By determining these molecular signatures of altered protein regulation and DNA structure/regulation we aim to provide critical knowledge to determining future therapeutic interventions for diabetic and heart failure patients.
- To delineate the mechanisms that link perturbations in metabolism and metabolic intermediates to cellular signaling and epigenetic regulation.
- To provide an environment for collaborative research, both within the lab and the larger scientific community while fostering the training and professional development needed for our team to progress in their individual career goals.
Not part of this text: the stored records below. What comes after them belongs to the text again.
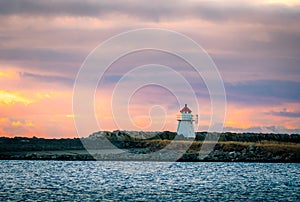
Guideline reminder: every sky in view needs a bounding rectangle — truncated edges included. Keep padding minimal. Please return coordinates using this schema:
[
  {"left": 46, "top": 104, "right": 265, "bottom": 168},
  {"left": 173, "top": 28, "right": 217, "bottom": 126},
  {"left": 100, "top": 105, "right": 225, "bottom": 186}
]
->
[{"left": 0, "top": 0, "right": 300, "bottom": 138}]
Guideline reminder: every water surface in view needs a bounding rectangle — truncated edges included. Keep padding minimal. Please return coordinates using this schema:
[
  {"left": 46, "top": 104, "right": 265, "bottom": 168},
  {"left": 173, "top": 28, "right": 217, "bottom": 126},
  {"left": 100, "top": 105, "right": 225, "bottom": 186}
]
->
[{"left": 0, "top": 161, "right": 300, "bottom": 201}]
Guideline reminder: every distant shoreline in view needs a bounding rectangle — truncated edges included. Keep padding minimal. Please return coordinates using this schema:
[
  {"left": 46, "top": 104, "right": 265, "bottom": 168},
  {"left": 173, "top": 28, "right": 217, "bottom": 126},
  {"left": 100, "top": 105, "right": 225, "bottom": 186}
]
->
[{"left": 0, "top": 131, "right": 300, "bottom": 163}]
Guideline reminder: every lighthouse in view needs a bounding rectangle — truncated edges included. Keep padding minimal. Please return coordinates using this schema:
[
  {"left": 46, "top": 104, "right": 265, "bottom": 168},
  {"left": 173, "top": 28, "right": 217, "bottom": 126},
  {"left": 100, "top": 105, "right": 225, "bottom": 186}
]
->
[{"left": 177, "top": 104, "right": 198, "bottom": 138}]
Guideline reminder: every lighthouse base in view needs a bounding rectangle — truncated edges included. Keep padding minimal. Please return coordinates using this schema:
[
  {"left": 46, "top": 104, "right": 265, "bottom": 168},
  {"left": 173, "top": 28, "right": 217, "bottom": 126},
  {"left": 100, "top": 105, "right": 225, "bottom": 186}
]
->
[{"left": 177, "top": 121, "right": 195, "bottom": 138}]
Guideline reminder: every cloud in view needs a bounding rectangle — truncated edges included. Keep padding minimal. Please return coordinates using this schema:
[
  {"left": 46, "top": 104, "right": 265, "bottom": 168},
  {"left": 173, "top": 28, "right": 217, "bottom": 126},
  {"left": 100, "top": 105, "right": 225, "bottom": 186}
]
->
[
  {"left": 225, "top": 80, "right": 300, "bottom": 105},
  {"left": 266, "top": 109, "right": 300, "bottom": 118},
  {"left": 19, "top": 72, "right": 75, "bottom": 86},
  {"left": 0, "top": 0, "right": 300, "bottom": 24},
  {"left": 0, "top": 90, "right": 33, "bottom": 105}
]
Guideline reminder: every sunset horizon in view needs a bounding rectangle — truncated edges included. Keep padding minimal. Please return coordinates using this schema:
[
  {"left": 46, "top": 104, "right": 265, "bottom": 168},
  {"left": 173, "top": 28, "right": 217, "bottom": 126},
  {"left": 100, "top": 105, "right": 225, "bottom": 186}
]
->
[{"left": 0, "top": 0, "right": 300, "bottom": 138}]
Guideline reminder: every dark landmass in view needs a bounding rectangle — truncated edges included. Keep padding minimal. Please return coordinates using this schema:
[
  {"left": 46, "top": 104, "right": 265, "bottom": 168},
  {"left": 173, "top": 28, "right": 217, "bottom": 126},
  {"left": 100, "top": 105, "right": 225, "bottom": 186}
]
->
[{"left": 0, "top": 131, "right": 300, "bottom": 162}]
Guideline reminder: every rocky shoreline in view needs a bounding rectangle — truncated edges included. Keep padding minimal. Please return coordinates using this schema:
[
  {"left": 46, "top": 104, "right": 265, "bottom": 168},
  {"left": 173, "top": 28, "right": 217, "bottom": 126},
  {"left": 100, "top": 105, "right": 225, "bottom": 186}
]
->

The primary goal of the R01-funded research in the laboratory is to determine the role of glucose fluctuations in the regulation of DNA methylation in transgenic models of glucose uptake and signaling related to diabetes; additionally, one family of kinases that regulate mitochondrial substrate selection and utilization (i.e., PDK) play distinct roles in mortality, cardiac hypertrophy, mitochondrial oxidative metabolism, and signaling to transcriptional pathways in the nucleus mediated by epigenetics (i.e., histone acetylation). Other projects in the laboratory include determining the role of the protein post-translational modification O-GlcNAc in regulating cardiac cellular function.
Together these studies define the role that changes in glucose levels have on long-lasting epigenetic regulation of gene expression in a process termed “glycemic memory”.
Recent studies include work defining epigenetic pathways in human heart failure biopsies to determine etiology-specific epigenetic signatures including differences by ischemia and race. By determining these molecular signatures of altered protein regulation and DNA structure/regulation we aim to provide critical knowledge to determining future therapeutic interventions for diabetic and heart failure patients.